あいのいろ




「腹減った……メシ、食いに行こうぜ」


 テレビを見ながらゴロゴロしていたカイジさんが、寝返りをうってオレの方を見た。
 頷くと、立ち上がって寝巻きを脱ぎ始める。


 飯を食いに行くと決めたときの、カイジさんの着替えは早い。
 でも、パチンコか競馬に行くときの方がもっと早くて、今の二倍のスピードでテキパキと行動するさまは、普段とまるで別人のようだ。
 逆に遅いのは、バイトに行く前。日付が変わってしまうんじゃないかってくらい、遅刻ギリギリまで布団の中でグズグズしている。


「お前も、着替えろよ」

 すっかり出かける支度を済ませてしまったカイジさんは、オレを見下ろして促す。
 その段になって、オレは気がついた。

「……あ」
「あ?」

 眉を寄せるカイジさんの顔を見て、呟く。

「……ジーンズ、あれ一本しかない」

 あれ、と言いながら、窓の方を指さす。
 物干し竿で揺れている黒いジーンズを見て、カイジさんは大きな目をさらに大きくした。

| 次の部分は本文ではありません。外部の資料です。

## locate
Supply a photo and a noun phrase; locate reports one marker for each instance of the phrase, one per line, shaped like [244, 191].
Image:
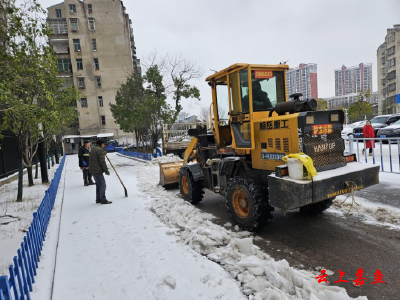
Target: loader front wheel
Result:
[316, 208]
[247, 203]
[191, 190]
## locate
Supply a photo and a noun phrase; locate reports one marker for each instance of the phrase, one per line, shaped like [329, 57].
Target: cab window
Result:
[222, 103]
[268, 89]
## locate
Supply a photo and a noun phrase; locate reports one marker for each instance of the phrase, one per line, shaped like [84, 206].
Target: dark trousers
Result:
[100, 187]
[87, 176]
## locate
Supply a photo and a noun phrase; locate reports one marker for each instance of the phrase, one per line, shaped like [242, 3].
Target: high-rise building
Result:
[348, 99]
[96, 52]
[303, 79]
[353, 79]
[389, 71]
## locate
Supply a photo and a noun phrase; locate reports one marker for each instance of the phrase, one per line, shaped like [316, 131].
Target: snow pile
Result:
[368, 211]
[258, 275]
[165, 159]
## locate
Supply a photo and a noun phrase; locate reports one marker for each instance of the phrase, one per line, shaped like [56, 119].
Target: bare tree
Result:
[182, 71]
[178, 73]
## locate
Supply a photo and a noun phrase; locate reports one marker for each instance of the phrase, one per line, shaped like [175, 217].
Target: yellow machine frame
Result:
[254, 117]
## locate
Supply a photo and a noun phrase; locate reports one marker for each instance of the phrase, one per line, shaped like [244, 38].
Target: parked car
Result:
[377, 123]
[390, 131]
[348, 129]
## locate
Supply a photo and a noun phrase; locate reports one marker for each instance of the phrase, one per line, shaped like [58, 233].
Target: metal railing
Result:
[23, 271]
[386, 156]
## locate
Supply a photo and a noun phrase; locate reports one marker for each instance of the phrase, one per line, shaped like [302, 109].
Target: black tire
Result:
[191, 190]
[317, 208]
[256, 204]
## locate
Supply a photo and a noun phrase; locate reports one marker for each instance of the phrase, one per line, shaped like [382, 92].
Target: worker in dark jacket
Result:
[97, 167]
[84, 163]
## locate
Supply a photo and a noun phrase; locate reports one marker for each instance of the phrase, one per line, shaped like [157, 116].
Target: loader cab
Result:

「……はぁぁっ!? あれ、昨日穿いてたやつだろっ……?」

 頓狂な声に、オレはただ頷く。

「でも、お前昨日、他にも服持ってるって……」
「あれは、シャツの話でしょ」

『このシャツしか持ってねえの?』って問いかけは否定したけど、ジーンズのことまで尋ねられた覚えはない。

 そう言うと、カイジさんは呆れ顔でため息をついた。

「お前なぁ……」
 オレさっき洗っちまったぞ、お前の一張羅。

 そんな責めるような言い方をされても、そう、としか答えようがない。

 オレだって大概、ジーンズの替えの一本くらいは持ち歩いている。
 ただ、最近ちょっと面倒な連中とやりあって、そのとき穿いてたのを派手に汚しちまって、洗うのも新しいのを買うのも面倒で、処分したきりそのままになってただけなのだ。

 ……が、その言い訳は、さらなる小言を呼ぶこと必至だと思ったので、オレが黙り込んでいると、カイジさんは「ちょっと待ってろ」と声をかけ、引き出しの中からなにかを引っ張り出してきた。


「……ほら、」

 差し出されたのは、一本の青いジーンズ。
 インディゴブルーの、まだ新しいジーンズだった。

「それ、やるから。ジーンズの替えの一本くらい、いつも持ち歩いとけ」

 オレは顔を上げ、カイジさんを見る。
 まるでだらしない子供を見るかのような目で、オレを見つめるカイジさん。
 カイジさんの穿いている薄青のジーンズは、オレのたった一本しかない黒いジーンズに負けじと色褪せ、今にも擦り切れそうなほど年季が入った代物だった。


 オレに差し出しているインディゴブルーのジーンズの方が、カイジさんがいま穿いているのより、新しいのは明白だった。
 きっとまだ、数回しか足を通していないであろうそのジーンズを、カイジさんはオレに譲ろうとしている。
 おかしな人だ。素寒貧のくせに、こういうときはいっさい、ためらいを見せない。


 ジーンズ買う金くらい持ってるよ、と断ろうとして、オレは口を噤んだ。
 素直に手を差し出し、真新しいジーンズを受け取る。

 硬く、ごわごわした生地の感触。海のように深く、濃い藍色。
「ありがとう」と呟くと、カイジさんは、おう、と言って、ちょっとだけ照れ臭そうに笑った。


 カイジさんに借りていたスウェットのズボンから、さっそく穿き替えてみる。
 オレとカイジさんは体型が似ているから、そのジーンズはすんなりと穿くことができた。

「どうだ?」
「腰回りがゆるい。あと、裾が短い」
「……やっぱそれ、返してくれねぇ?」

 苦虫を噛み潰したような顔になるカイジさんを、

「礼に好きなものおごるよ。行こうぜ」

 とあしらって、新しいジーンズに包まれた足で、オレは歩き出したのだった。